Shreevats Goswami

Personal information
- Full name: Shreevats Pratyush Goswami
- Born: 18 May 1989 (age 37) Kolkata, West Bengal, India
- Batting: Left-handed
- Bowling: Right-arm medium
- Role: Wicket-keeper-batsman

Domestic team information
- 2009–2022: Bengal
- 2008–2010: Royal Challengers Bangalore
- 2011: Kolkata Knight Riders
- 2012–2014: Rajasthan Royals (squad no. 63)
- 2018–2021: Sunrisers Hyderabad (squad no. 3)
- 2022-2023: Mizoram

Career statistics
| Competition | FC | LA | T20 |
| Matches | 61 | 97 | 111 |
| Runs scored | 3,019 | 3,371 | 2,437 |
| Batting average | 32.46 | 37.45 | 26.78 |
| 100s/50s | 4/17 | 6/18 | 0/13 |
| Top score | 225* | 149* | 86* |
| Catches/stumpings | 143/1 | 79/9 | 52/10 |
- Source: ESPNcricinfo, 25 March 2025

= Shreevats Goswami =

Indian cricketer

Shreevats Goswami (born 18 May 1989) is an Indian cricketer. He is a left-handed batsman and wicketkeeper. He was born in Liluah in Howrah, the twin city of Kolkata, West Bengal. He started playing cricket at the age of 11. He played domestic cricket for Under-19 Bengal. During the Under-19 Tri-nation series in South Africa in January 2008, he scored 97 against South Africa and 104 against Bangladesh. In the 2008 U/19 Cricket World Cup in Malaysia, he scored 58 runs in one of the league matches and 51 in the semi-final against New Zealand.
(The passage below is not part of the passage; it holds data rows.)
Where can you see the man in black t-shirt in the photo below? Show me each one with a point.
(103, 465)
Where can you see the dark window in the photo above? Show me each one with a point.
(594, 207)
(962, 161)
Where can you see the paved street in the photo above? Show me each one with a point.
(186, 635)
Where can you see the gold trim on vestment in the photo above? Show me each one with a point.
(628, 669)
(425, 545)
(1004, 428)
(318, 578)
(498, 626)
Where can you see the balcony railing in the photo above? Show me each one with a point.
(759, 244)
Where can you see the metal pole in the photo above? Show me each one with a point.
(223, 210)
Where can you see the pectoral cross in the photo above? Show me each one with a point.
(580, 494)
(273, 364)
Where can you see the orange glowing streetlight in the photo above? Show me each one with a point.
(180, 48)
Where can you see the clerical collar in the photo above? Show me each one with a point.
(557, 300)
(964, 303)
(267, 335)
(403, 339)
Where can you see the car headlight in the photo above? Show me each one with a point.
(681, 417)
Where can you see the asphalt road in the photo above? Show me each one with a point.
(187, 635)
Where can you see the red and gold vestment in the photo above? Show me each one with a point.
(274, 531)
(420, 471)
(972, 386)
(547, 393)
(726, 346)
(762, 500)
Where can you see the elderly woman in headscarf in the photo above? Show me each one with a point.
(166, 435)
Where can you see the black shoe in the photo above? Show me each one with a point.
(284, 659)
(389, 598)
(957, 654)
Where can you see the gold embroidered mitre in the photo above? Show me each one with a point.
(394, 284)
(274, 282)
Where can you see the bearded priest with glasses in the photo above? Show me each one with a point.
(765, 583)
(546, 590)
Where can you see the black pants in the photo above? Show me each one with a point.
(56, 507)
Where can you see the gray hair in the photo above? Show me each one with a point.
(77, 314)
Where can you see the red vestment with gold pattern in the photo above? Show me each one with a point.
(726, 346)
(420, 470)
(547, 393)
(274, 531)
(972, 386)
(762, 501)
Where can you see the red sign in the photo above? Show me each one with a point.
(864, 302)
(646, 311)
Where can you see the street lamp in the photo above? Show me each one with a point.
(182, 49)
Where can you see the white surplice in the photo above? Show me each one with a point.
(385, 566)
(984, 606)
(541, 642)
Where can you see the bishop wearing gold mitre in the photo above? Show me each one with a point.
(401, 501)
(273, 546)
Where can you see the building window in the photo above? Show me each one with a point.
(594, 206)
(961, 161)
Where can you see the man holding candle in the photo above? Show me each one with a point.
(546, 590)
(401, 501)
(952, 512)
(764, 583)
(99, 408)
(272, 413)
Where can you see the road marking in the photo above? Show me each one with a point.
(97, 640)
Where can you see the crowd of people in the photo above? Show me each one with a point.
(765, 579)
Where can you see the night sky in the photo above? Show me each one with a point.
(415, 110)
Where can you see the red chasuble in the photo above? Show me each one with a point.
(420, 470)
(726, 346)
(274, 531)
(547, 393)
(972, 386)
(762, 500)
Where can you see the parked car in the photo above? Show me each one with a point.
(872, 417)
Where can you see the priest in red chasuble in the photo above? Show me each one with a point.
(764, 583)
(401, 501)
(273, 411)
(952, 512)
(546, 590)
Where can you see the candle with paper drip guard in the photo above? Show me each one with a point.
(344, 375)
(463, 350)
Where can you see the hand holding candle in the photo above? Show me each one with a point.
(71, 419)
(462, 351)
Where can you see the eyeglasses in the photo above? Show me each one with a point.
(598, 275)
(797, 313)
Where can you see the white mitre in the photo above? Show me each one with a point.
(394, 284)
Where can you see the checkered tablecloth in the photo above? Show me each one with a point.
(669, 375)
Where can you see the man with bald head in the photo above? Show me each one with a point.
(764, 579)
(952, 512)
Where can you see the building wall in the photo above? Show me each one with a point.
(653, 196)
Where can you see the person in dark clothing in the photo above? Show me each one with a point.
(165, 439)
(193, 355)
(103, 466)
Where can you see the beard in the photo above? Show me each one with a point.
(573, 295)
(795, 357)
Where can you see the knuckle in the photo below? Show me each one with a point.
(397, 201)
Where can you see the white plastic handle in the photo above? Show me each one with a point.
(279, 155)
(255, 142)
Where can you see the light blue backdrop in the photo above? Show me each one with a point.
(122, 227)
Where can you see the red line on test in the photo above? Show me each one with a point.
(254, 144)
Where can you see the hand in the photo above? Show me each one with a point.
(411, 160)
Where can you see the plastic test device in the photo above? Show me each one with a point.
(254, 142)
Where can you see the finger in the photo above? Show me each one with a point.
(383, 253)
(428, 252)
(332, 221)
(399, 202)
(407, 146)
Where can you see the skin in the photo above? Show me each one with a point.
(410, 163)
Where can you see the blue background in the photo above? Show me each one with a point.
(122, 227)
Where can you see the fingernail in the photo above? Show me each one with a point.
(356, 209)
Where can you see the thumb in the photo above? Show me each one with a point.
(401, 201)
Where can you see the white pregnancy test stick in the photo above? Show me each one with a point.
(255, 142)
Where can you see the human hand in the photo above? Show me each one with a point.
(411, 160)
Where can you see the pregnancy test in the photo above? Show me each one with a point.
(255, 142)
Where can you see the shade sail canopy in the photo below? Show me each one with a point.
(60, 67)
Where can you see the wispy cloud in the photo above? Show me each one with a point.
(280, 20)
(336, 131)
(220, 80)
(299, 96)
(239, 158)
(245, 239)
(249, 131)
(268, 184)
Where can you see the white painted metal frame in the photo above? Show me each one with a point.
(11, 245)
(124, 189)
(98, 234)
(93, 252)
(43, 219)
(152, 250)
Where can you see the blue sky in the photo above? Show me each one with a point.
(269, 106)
Goswami has played for Royal Challengers Bangalore in the first three seasons of the Indian Premier League and was named as the emerging player of the tournament in 2008. In the 4th edition of IPL, Goswami was kept in the uncapped player pool and was signed by the Kolkata Knight Riders. In 5th edition of IPL, he moved to the Rajasthan Royals.

Goswami toiled hard in the domestic circuit for Bengal but Wriddhiman Saha's presence meant that he was always the reserve keeper. Despite this, he managed to surpass 8000 domestic runs and 200 dismissals. In 2016-17, he had a really good Ranji Trophy season and registered his career best score of 227 against Madhya Pradesh, which is highest by a Bengal keeper.

He was selected for the Board President's XI side for playing a practice match against Australia in September 2017 where he was top scorer with 44 runs. His good performances has also earned him a spot for India A's ODI series against New Zealand A but got limited opportunities.

In January 2018, he was bought by the Sunrisers Hyderabad and retained by the side for three years.